Nyaman tanpa iklan. Langganan BisnisPro

Pungutan Dana Penyiaran Harus Tunggu Revisi UU

Komisi Penyiaran Indonesia (KPI) minta Kementerian Komunikasi dan Informatika untuk tidak gegabah dalam memungut dana penyiaran terhadap LPS sebelum ada legitimasi dari hasil revisi UU No 32/2012 tentang penyiaran demi terlaksananya migrasi siaran digital di Indonesia.
KPI Pantau tayangan televisi/Antara
KPI Pantau tayangan televisi/Antara

Kabar24.com, JAKARTA--Komisi Penyiaran Indonesia (KPI) minta Kementerian Komunikasi dan Informatika untuk tidak gegabah dalam memungut dana penyiaran terhadap LPS sebelum ada legitimasi dari hasil revisi UU No 32/2012 tentang penyiaran demi terlaksananya migrasi siaran digital di Indonesia.

Agung Suprio Komisioner KPI mengemukakan kini revisi UU No 32/2012 tengah digodok oleh Komisi I DPR. Menurutnya, jika dalam proses revisi UU tersebut tertuang aturan dan tata cara memungut dana penyiaran dari pelaku, maka pemerintah dapat langsung melakukan pemungutan secara resmi.

"Pertama yang dimaksud pungutan ini, jika dalam konteks resmi maka harus ada regulasinya dulu.
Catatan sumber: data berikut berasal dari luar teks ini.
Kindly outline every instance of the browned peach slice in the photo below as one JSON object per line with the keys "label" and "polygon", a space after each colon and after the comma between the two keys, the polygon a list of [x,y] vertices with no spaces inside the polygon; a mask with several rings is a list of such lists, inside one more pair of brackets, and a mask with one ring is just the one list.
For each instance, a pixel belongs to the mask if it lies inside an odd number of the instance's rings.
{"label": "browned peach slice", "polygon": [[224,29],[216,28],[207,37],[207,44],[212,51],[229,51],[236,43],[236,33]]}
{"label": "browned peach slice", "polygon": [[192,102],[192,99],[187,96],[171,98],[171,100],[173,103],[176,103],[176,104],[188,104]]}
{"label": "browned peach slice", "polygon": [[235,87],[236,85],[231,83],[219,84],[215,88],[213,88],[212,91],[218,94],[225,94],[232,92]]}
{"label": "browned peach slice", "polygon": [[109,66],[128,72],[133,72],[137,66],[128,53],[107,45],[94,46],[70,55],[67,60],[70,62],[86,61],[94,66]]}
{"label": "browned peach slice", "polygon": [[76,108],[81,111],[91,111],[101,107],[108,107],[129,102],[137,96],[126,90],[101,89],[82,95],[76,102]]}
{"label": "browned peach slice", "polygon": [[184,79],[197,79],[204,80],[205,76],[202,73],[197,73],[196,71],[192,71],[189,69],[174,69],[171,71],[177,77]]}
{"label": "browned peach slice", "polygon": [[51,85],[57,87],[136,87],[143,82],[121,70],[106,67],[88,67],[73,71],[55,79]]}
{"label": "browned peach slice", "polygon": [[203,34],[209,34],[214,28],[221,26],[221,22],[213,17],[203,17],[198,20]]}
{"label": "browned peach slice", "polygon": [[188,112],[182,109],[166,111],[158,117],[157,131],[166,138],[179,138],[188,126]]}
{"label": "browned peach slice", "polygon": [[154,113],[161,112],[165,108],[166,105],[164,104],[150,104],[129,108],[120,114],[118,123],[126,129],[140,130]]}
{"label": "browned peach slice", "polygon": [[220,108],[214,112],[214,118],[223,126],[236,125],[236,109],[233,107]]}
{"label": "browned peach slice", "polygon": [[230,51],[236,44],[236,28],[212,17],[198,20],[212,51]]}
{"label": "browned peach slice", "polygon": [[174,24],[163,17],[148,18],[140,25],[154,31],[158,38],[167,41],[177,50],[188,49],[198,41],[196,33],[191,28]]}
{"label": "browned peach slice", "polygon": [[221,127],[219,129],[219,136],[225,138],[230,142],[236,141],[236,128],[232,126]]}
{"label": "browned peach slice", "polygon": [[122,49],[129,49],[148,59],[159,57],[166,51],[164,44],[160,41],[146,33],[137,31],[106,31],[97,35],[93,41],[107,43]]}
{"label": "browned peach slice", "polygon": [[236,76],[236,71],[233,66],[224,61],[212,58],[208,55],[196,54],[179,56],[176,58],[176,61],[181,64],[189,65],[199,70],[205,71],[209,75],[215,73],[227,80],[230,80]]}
Jika pemerintah berniat melakukan pungutan dana penyiaran itu, maka harus menunggu proses revisi UU penyiaran itu," tuturnya kepada Bisnis di Jakarta, Kamis (6/4).

Dia menjelaskan pungutan dana penyiaran tersebut tidak hanya dapat dimanfaatkan untuk mensubsidi pembelian perangkat Set Top Box (STB). Namun, dana tersebut dinilai juga dapat digunakan untuk memperbaiki daerah perbatasan yang belum mendapatkan siaran dengan baik.

"‎Dana itu diambil dan digunakan untuk penyiaran di daerah perbatasan. Kemudian juga untuk meningkatkan kualitas penyiaran, jadi tidak semata-mata hanya untuk STB saja," katanya.

Menurutnya, untuk mempercepat proses migrasi siaran analog ke digital tersebut, dibutuhkan kerja sama antara pemerintah dengan produsen televisi yang bermain di Indonesia, agar televisi analog tidak lagi diproduksi. Namun yang diproduksi adalah televisi digital.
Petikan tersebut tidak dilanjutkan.